First boot creates both the database and the schema.
```bash
export POSTGRES_URI="postgresql://postgres@localhost/docsgpt"
flask --app application/app.py run --host=0.0.0.0 --port=7091
```
Prefer a dedicated non-superuser role? Create it once as superuser — the
app never creates roles.
```sql
CREATE ROLE docsgpt LOGIN PASSWORD 'docsgpt' CREATEDB;
-- Then: POSTGRES_URI=postgresql://docsgpt:docsgpt@localhost/docsgpt
```
## How auto-bootstrap works
Two env vars control startup behavior. Both default to `true` in the
app and are idempotent.
| Setting | Effect | Requires |
| --- | --- | --- |
| `AUTO_CREATE_DB` | If the target database is missing, connects to the server's `postgres` maintenance DB and issues `CREATE DATABASE`. | `CREATEDB` privilege (or superuser) |
| `AUTO_MIGRATE` | Runs `alembic upgrade head` against the target database. | Table-owner or superuser on the target DB |
Concurrent workers serialize through `alembic_version`, so rolling
restarts are safe. If the role lacks the required privilege, startup
fails fast with a clear error rather than silently skipping.
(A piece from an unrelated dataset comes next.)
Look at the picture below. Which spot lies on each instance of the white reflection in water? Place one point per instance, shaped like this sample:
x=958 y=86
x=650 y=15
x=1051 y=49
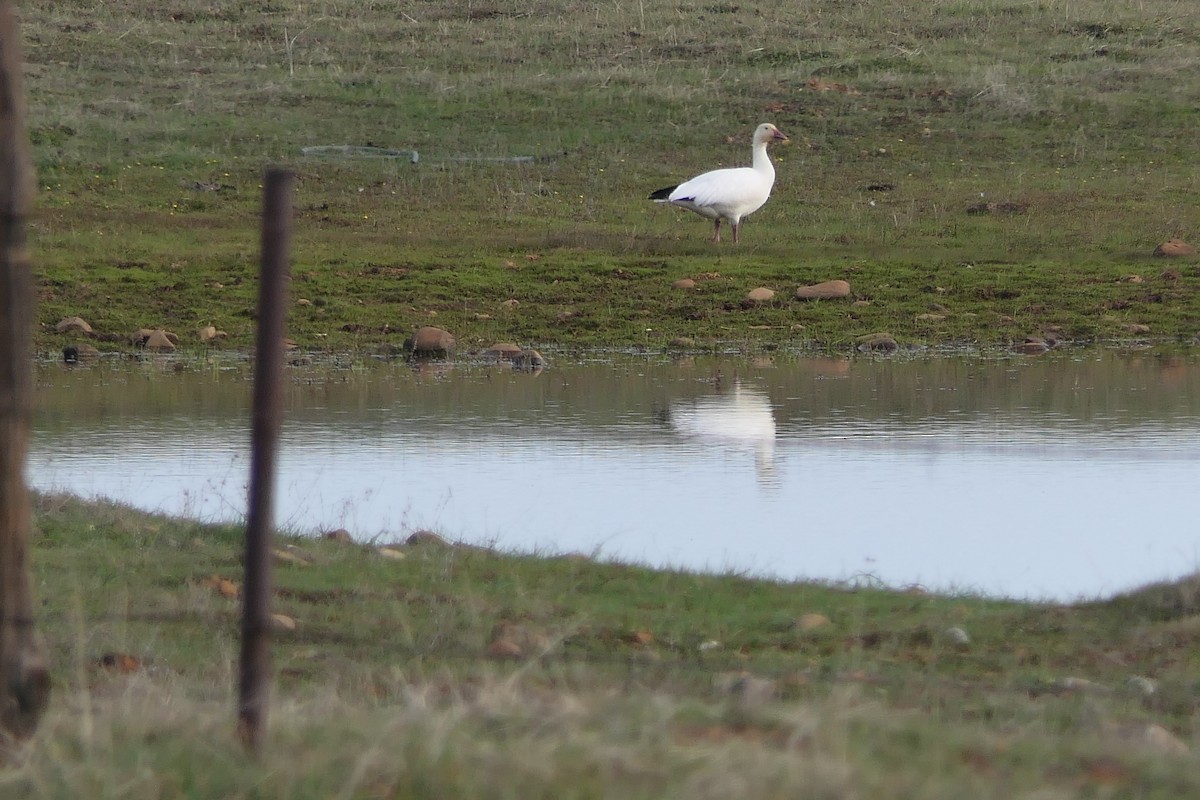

<Callout type="info" emoji="">
Convenient in dev. In production, disable both and run migrations as
an explicit step — see [Production hardening](#production-hardening).
</Callout>
## Production hardening
Set both flags to `false` in prod and run migrations as a gated,
auditable step before rolling out the app.
```env
AUTO_MIGRATE=false
AUTO_CREATE_DB=false
```
Run migrations from your CI/CD pipeline, a Kubernetes `Job`, or an
init-container ahead of the app rollout:
```bash
python scripts/db/init_postgres.py
# equivalently:
alembic -c application/alembic.ini upgrade head
```
The reasoning: the app's runtime role shouldn't carry DDL privileges,
migrations should gate each rollout, and an explicit step is
auditable — implicit first-boot bootstrap is fine for dev but muddies
prod deploys.
<Callout type="warning" emoji="⚠️">
Migrations are not reversible by the app. Always back up production
Postgres before running `alembic upgrade head` on a new release.
</Callout>
## Migrating from MongoDB
One-shot, offline, app stopped. The app itself will create the
Postgres schema when it boots — you only need to run the data copy.
```bash
pip install -r application/requirements.txt
pip install 'pymongo>=4.6'
export POSTGRES_URI="postgresql://docsgpt:docsgpt@localhost:5432/docsgpt"
export MONGO_URI="mongodb://user:pass@host:27017/docsgpt"
python scripts/db/backfill.py --dry-run # preview
python scripts/db/backfill.py # real run
# or: python scripts/db/backfill.py --tables users,agents
```
Then unset `MONGO_URI` and start the backend — nothing consults Mongo
in the default path anymore. The backfill is idempotent (per-table
`ON CONFLICT` upserts, event-log tables deduped via `mongo_id`), so
re-running is safe and re-syncs any drifted rows. Keep Mongo online
until you've verified Postgres is complete; decommission afterwards
unless you still use it as a vector store.
<Callout type="warning" emoji="⚠️">
No dual-write window and no runtime flag — on the current version,
Postgres is the only user-data store the backend reads or writes.
</Callout>
## Troubleshooting
- **`relation "..." does not exist`** — schema not applied. Either let
the app bootstrap it (`AUTO_MIGRATE=true`) or run
`python scripts/db/init_postgres.py`.
- **`permission denied to create database`** — the role lacks
`CREATEDB`. As superuser: `ALTER ROLE <name> CREATEDB;`. Or create
the database manually and set `AUTO_CREATE_DB=false`.
- **`role "docsgpt" does not exist`** — roles are never auto-created.
As superuser: `CREATE ROLE docsgpt LOGIN PASSWORD '...';`.
- **SSL errors on a managed provider** — append `?sslmode=require` to
`POSTGRES_URI`.
- **`ModuleNotFoundError: pymongo`** — `pip install 'pymongo>=4.6'`
(only needed for the one-shot Mongo backfill).